No, not those kinds of quickies. Quickies reminds me of makeup remover. Does that still exist, I wonder? I used to love those little round boxes with oily pads to remove eyeshadow and mascara. But what I'm referring to here are quick sketches. Lately, I've been finding that I wasn't drawing as much as I wanted to. And that I would start a sketchbook and never finish it. So I decided to tackle that. Well, I will probably always have a few sketchbooks on the go at any one time, because I like to vary papers and techniques and I don't have the skills to bind my own sketchbook with different papers. Many people do, and I know the basic principles of it. I even have an awl. But I lack the patience and precision.

But there are no excuses for not drawing every day. I'm not talking elaborate, beautiful drawings here. Clearly that takes some time to achieve. But a quick sketch every day should be possible - the trick is to have a little pad and a couple of pens in various locations around the house and in the car, not just at my art desk. So, I've started with a sketchpad in the kitchen/dining room, which I can pick up before eating, or even after meals. And when I run out of things to draw, I might even tackle the table and chairs, the walls and ceilings. That's the plan anyway. But let's start small!

One that would have benefitted from measuring and plotting!

When in doubt, draw your tea-mug

Lidl Bottle Wobble.

The aluminium tray was more interesting than the mince pie.

Thursday, December 15, 2016

Tree shadows

I know, I know, my posts about Japan are getting few and far between. So let me pick a random. Back in Tokyo, we took a walk towards the imperial palace, but it was closed for the week due to official events. Still, we enjoyed strolling around the moat. And I was particularly taken by the tree shadows. I can feel a painting in the works! Maybe just a detail? I find those trees (what are they called anyway?) extremely hard to paint, so that will be fun!

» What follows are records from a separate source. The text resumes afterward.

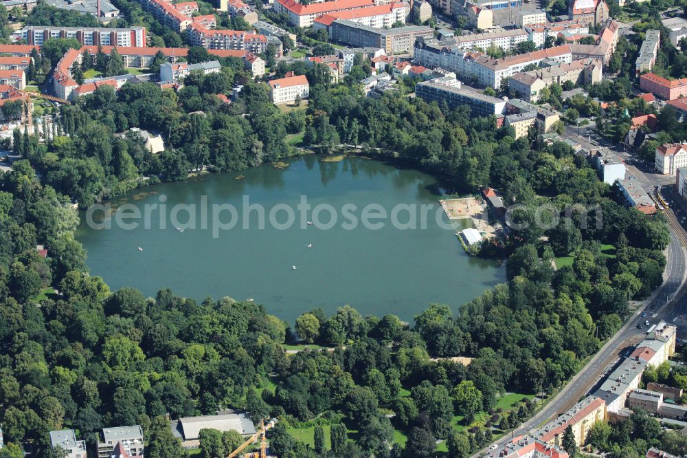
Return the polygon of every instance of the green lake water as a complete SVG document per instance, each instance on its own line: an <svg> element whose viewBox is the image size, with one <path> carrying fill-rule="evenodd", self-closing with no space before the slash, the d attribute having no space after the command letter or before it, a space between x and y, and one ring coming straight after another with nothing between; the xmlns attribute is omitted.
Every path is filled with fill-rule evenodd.
<svg viewBox="0 0 687 458"><path fill-rule="evenodd" d="M133 286L150 296L169 287L177 295L198 301L253 298L289 324L314 307L330 314L344 304L363 314L394 314L409 321L431 303L447 303L455 310L504 281L504 269L465 254L455 229L440 211L433 178L375 160L349 157L324 162L322 158L309 155L290 161L283 170L261 166L241 172L244 179L235 179L239 173L210 175L136 190L113 202L139 209L141 219L124 221L137 222L133 229L120 227L115 218L105 221L111 223L111 228L93 229L82 214L77 237L88 251L91 274L102 276L113 290ZM264 208L263 228L257 210L244 221L246 196L249 204ZM302 216L297 207L302 196L311 206ZM150 206L163 200L164 228L159 207ZM228 224L232 214L226 208L214 210L213 206L227 204L236 209L238 219L234 228L224 230L213 224L213 215ZM194 206L196 228L187 223L185 207L177 206L178 213L172 214L177 204ZM313 215L321 204L337 212L330 228L326 227L330 226L329 211L319 212L317 218ZM363 224L363 209L370 204L381 206L368 208L372 215L378 215L380 208L389 215L396 208L396 217L368 217ZM423 204L429 208L426 228L421 227ZM270 223L270 210L278 205L291 208L295 216L289 226L289 210L274 213L273 219L286 228ZM142 217L145 206L151 215L150 228ZM413 206L417 210L409 210ZM117 211L135 211L124 209L120 206ZM416 228L395 227L394 221L409 223L410 211ZM379 223L381 228L370 226Z"/></svg>

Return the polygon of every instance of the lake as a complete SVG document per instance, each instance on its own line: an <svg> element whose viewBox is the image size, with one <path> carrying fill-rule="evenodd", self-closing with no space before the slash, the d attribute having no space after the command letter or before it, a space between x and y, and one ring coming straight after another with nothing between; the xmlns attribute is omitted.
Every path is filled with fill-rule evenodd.
<svg viewBox="0 0 687 458"><path fill-rule="evenodd" d="M198 301L252 298L290 325L344 304L410 321L431 303L455 311L505 280L504 269L465 254L431 176L322 159L142 188L111 202L113 217L93 212L105 228L82 213L77 238L91 273L150 296L169 287Z"/></svg>

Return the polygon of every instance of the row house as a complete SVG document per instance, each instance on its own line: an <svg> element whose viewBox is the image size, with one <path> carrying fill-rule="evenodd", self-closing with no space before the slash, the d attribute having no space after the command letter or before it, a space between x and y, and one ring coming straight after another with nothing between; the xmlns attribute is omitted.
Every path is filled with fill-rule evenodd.
<svg viewBox="0 0 687 458"><path fill-rule="evenodd" d="M270 43L264 35L243 30L216 30L192 23L188 28L192 46L207 50L245 50L257 54L264 52ZM278 48L278 54L283 52Z"/></svg>
<svg viewBox="0 0 687 458"><path fill-rule="evenodd" d="M82 45L103 46L146 45L146 28L134 26L128 29L109 29L104 27L57 27L27 25L14 34L16 39L25 40L29 45L41 46L50 39L76 39Z"/></svg>

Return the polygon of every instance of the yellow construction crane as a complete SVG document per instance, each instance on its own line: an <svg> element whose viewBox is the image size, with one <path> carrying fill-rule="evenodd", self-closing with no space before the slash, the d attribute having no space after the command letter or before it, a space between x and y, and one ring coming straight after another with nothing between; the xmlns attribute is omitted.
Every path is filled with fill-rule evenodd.
<svg viewBox="0 0 687 458"><path fill-rule="evenodd" d="M30 92L27 91L20 91L19 89L17 89L16 91L21 96L21 107L23 112L26 113L26 122L28 124L29 129L31 129L34 124L33 110L31 109L31 104L29 102L30 98L34 97L35 98L45 98L47 100L52 100L53 102L58 102L60 103L69 102L69 100L65 100L63 98L53 97L52 96L41 94L40 92Z"/></svg>
<svg viewBox="0 0 687 458"><path fill-rule="evenodd" d="M234 458L238 456L238 454L246 449L248 446L255 442L258 440L258 437L262 437L262 441L260 441L260 455L258 455L258 452L254 453L247 453L245 458L267 458L267 439L265 438L265 435L267 433L267 430L273 428L275 424L277 422L276 418L273 418L270 420L269 423L265 424L264 420L260 421L260 429L258 432L254 434L252 436L246 439L246 441L239 446L238 448L234 450L229 454L227 458Z"/></svg>

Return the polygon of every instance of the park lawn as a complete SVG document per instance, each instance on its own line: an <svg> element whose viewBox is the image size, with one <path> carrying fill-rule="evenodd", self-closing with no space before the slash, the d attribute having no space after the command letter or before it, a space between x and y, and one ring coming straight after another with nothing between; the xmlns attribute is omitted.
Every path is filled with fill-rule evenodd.
<svg viewBox="0 0 687 458"><path fill-rule="evenodd" d="M285 350L321 350L324 348L329 348L318 345L317 344L308 344L307 345L305 344L297 344L295 345L292 344L282 344L282 347L283 347ZM308 348L306 349L306 347Z"/></svg>
<svg viewBox="0 0 687 458"><path fill-rule="evenodd" d="M607 258L615 258L616 247L608 243L602 243L601 254ZM568 253L567 256L561 256L557 258L554 258L554 262L556 263L556 268L558 269L565 267L565 265L572 265L574 260L574 257L573 256L573 253Z"/></svg>
<svg viewBox="0 0 687 458"><path fill-rule="evenodd" d="M41 301L45 301L45 299L47 299L50 296L53 296L54 294L55 294L54 289L50 287L48 287L47 288L43 288L41 290L41 292L38 293L38 296L34 298L34 302L36 303L40 303Z"/></svg>
<svg viewBox="0 0 687 458"><path fill-rule="evenodd" d="M292 144L297 146L303 142L303 138L305 136L305 131L298 133L289 133L286 135L286 142L287 144Z"/></svg>
<svg viewBox="0 0 687 458"><path fill-rule="evenodd" d="M322 429L324 430L324 448L331 450L332 437L331 426L328 424L323 424ZM309 428L287 428L286 432L291 435L296 440L303 442L311 447L315 446L315 426Z"/></svg>
<svg viewBox="0 0 687 458"><path fill-rule="evenodd" d="M394 444L398 444L402 447L405 446L405 443L408 441L408 437L397 429L394 430Z"/></svg>
<svg viewBox="0 0 687 458"><path fill-rule="evenodd" d="M94 68L89 68L89 69L84 72L84 79L90 80L91 78L98 78L98 76L102 76L102 72L96 70Z"/></svg>
<svg viewBox="0 0 687 458"><path fill-rule="evenodd" d="M276 107L282 113L289 113L289 111L293 111L295 110L304 110L308 108L308 100L301 100L300 105L297 107L295 106L295 104L289 102L280 103Z"/></svg>

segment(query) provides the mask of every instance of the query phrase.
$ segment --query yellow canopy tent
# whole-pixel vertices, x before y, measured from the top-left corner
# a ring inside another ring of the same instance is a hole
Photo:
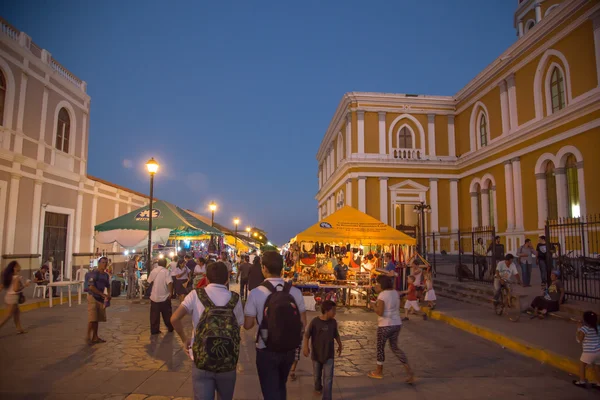
[[[416,244],[416,240],[405,233],[350,206],[345,206],[317,222],[299,233],[292,241],[382,246]]]

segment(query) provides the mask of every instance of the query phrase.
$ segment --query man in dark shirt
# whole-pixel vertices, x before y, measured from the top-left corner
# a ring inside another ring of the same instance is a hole
[[[312,360],[315,378],[315,392],[323,393],[323,400],[331,400],[333,391],[333,341],[338,343],[338,357],[342,354],[342,341],[335,320],[335,303],[325,300],[321,305],[321,315],[315,317],[304,334],[304,356],[311,349],[308,341],[312,338]]]
[[[248,276],[250,275],[250,268],[252,268],[252,264],[250,264],[250,256],[243,256],[244,262],[240,264],[238,267],[238,276],[237,279],[240,282],[240,296],[242,300],[248,298]]]
[[[110,277],[105,272],[108,258],[98,260],[98,269],[88,274],[88,344],[104,343],[106,340],[98,337],[98,322],[106,322],[106,306],[110,304],[110,294],[104,294],[104,289],[110,289]],[[91,336],[91,338],[90,338]]]

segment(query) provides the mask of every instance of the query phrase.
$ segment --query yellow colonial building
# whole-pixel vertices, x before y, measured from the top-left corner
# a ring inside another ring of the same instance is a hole
[[[600,213],[600,2],[521,0],[514,24],[454,96],[346,93],[317,153],[319,217],[410,227],[423,201],[428,232],[494,226],[515,251],[547,219]]]

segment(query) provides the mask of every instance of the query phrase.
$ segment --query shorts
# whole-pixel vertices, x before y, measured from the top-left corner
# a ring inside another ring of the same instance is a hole
[[[600,365],[600,351],[595,353],[581,353],[579,361],[586,364]]]
[[[100,303],[91,294],[88,293],[88,321],[106,322],[106,308],[104,303]]]
[[[406,300],[406,303],[404,303],[404,309],[410,310],[411,308],[415,311],[421,311],[419,300]]]

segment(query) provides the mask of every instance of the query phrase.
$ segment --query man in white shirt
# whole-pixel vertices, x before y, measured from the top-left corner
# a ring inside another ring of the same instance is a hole
[[[504,260],[498,263],[496,267],[496,276],[494,277],[494,303],[500,301],[500,290],[502,287],[510,287],[513,277],[521,284],[519,271],[514,264],[515,257],[512,254],[504,256]]]
[[[161,315],[169,332],[173,332],[173,325],[171,325],[173,280],[169,270],[165,268],[166,266],[167,260],[161,258],[148,277],[148,283],[154,282],[150,293],[150,333],[152,335],[160,334]]]
[[[262,273],[265,276],[265,282],[270,282],[276,290],[283,290],[285,281],[281,278],[283,270],[283,258],[276,251],[265,251],[263,254]],[[295,287],[290,289],[290,295],[294,298],[302,325],[306,327],[306,306],[304,305],[304,297],[302,292]],[[265,302],[271,294],[271,291],[259,286],[253,289],[248,295],[246,301],[246,309],[244,310],[244,328],[252,329],[254,325],[261,326],[263,320]],[[256,343],[256,368],[258,370],[258,378],[260,387],[265,400],[285,400],[286,399],[286,383],[292,364],[294,363],[296,350],[291,350],[284,353],[278,353],[268,350],[263,337],[266,337],[268,332],[262,332],[258,335]]]
[[[231,300],[232,293],[227,289],[225,283],[229,280],[229,274],[227,272],[227,266],[222,262],[215,262],[209,264],[206,268],[206,277],[209,280],[208,286],[204,288],[209,299],[217,307],[223,307]],[[199,289],[201,290],[201,289]],[[190,292],[179,308],[173,314],[171,322],[177,331],[177,334],[181,338],[183,348],[193,361],[193,353],[191,351],[194,343],[194,336],[196,333],[196,327],[200,322],[202,314],[204,313],[205,307],[198,298],[197,290]],[[194,329],[192,335],[188,337],[185,329],[183,328],[182,319],[186,314],[192,316],[192,324]],[[242,309],[242,302],[238,300],[233,314],[237,320],[239,326],[244,323],[244,311]],[[195,399],[209,399],[213,400],[215,392],[218,394],[219,399],[231,400],[233,399],[233,391],[235,388],[236,371],[230,372],[209,372],[198,369],[194,364],[192,367],[192,386],[194,388]]]

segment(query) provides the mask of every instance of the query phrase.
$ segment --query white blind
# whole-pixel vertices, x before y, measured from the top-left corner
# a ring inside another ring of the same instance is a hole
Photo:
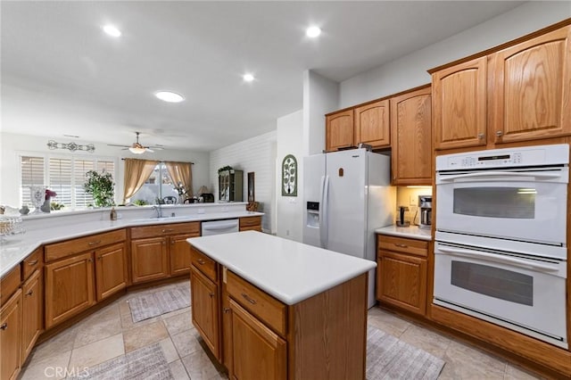
[[[52,202],[66,208],[81,209],[93,204],[83,184],[89,170],[105,171],[115,177],[115,161],[107,158],[21,156],[21,197],[22,204],[31,204],[29,186],[46,185],[57,193]]]
[[[32,203],[29,186],[44,185],[45,166],[44,157],[20,157],[20,169],[21,173],[20,194],[21,194],[22,204]]]

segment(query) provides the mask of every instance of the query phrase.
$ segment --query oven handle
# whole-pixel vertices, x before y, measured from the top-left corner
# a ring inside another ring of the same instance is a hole
[[[453,256],[478,258],[478,259],[485,260],[488,261],[495,261],[495,262],[500,262],[504,264],[510,264],[519,268],[538,269],[542,272],[557,272],[559,270],[558,268],[553,268],[550,265],[535,264],[535,263],[531,263],[529,261],[520,260],[520,259],[515,259],[511,257],[502,257],[502,256],[498,256],[497,254],[486,253],[479,251],[463,250],[461,248],[448,248],[448,247],[444,248],[442,245],[437,245],[436,249],[443,252],[451,253]]]
[[[443,182],[444,181],[453,181],[455,179],[461,178],[478,178],[478,179],[485,179],[487,178],[493,178],[494,177],[529,177],[534,178],[542,178],[542,179],[549,179],[549,178],[560,178],[561,173],[540,173],[540,172],[514,172],[514,171],[488,171],[485,173],[468,173],[468,174],[457,174],[447,177],[443,177],[442,174],[439,176],[439,179]]]

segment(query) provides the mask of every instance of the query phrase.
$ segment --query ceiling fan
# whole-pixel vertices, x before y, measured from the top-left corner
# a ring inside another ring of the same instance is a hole
[[[153,149],[163,149],[162,146],[143,146],[139,143],[140,132],[135,132],[135,134],[137,135],[137,142],[133,143],[130,145],[115,145],[115,144],[108,144],[108,145],[109,146],[121,146],[121,147],[123,147],[123,150],[128,149],[129,152],[131,152],[132,153],[135,153],[135,154],[143,154],[145,152],[153,153],[154,151]]]

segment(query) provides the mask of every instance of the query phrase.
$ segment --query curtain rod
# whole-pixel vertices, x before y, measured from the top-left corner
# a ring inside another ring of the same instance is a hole
[[[140,160],[140,159],[130,159],[130,160]],[[125,161],[125,159],[122,158],[121,161]],[[180,162],[180,163],[189,163],[191,165],[194,164],[194,162],[185,162],[185,161],[162,161],[162,160],[145,160],[145,161],[156,161],[157,162],[162,162],[162,163],[164,163],[164,162],[173,162],[173,163]]]

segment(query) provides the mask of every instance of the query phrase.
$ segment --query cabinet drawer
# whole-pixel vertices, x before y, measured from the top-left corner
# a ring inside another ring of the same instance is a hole
[[[226,289],[244,309],[263,320],[277,334],[286,336],[286,305],[229,270],[227,271]]]
[[[172,234],[200,234],[200,222],[158,224],[131,228],[131,239],[163,236]]]
[[[394,251],[423,257],[428,255],[428,242],[424,240],[407,239],[386,235],[379,235],[377,239],[379,250]]]
[[[46,245],[46,261],[52,261],[54,260],[81,253],[86,251],[103,247],[113,243],[122,242],[125,239],[127,239],[125,230],[118,229],[116,231],[92,235],[90,236],[79,237],[78,239]]]
[[[44,264],[44,258],[42,253],[44,250],[40,247],[34,251],[32,254],[24,259],[22,262],[21,273],[22,279],[25,281],[29,276],[34,273],[36,269],[40,268]]]
[[[20,264],[16,265],[0,281],[0,305],[4,304],[20,286]]]
[[[190,247],[190,265],[195,267],[211,280],[217,281],[216,261],[193,246]]]
[[[261,217],[240,218],[240,228],[261,225]]]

Wednesday, December 14, 2016

View from the 5th floor

I had a few moles removed last week. Nothing major. But the dermatologist I go to is always late. This time I came prepared, and brought a sketchbook with me. I thought I might sketch fellow patients in the waiting room, although I wasn't really sure about that - people might not be too happy about some stranger staring at them intensely? But when I got there, I knew that there was only one thing for me to draw: the best view in Dublin!

Tuesday, December 13, 2016

Dublin Sketchers - Olivier Cornet Gallery

I had a fantastic time last Sunday week, sketching at the Olivier Cornet Gallery! Dublin Sketchers had been kindly invited to sketch in this wonderful gallery, and Olivier had also secured the beautiful "blue room" on the first floor for us to spread out and sketch (or in my case, splash out).

The door from the inside. I started measuring, then I lost patience with it all and ditched my pencil and moved to ink. Proportions might not be 100%, but it looks like a door!

Flowers in the blue room. After the previous sketch, I needed to paint something looser. A big pink bouquet in a green vase was the perfect choice for me at that point. And it didn't matter that I ran out of space - I just continued onto the facing page.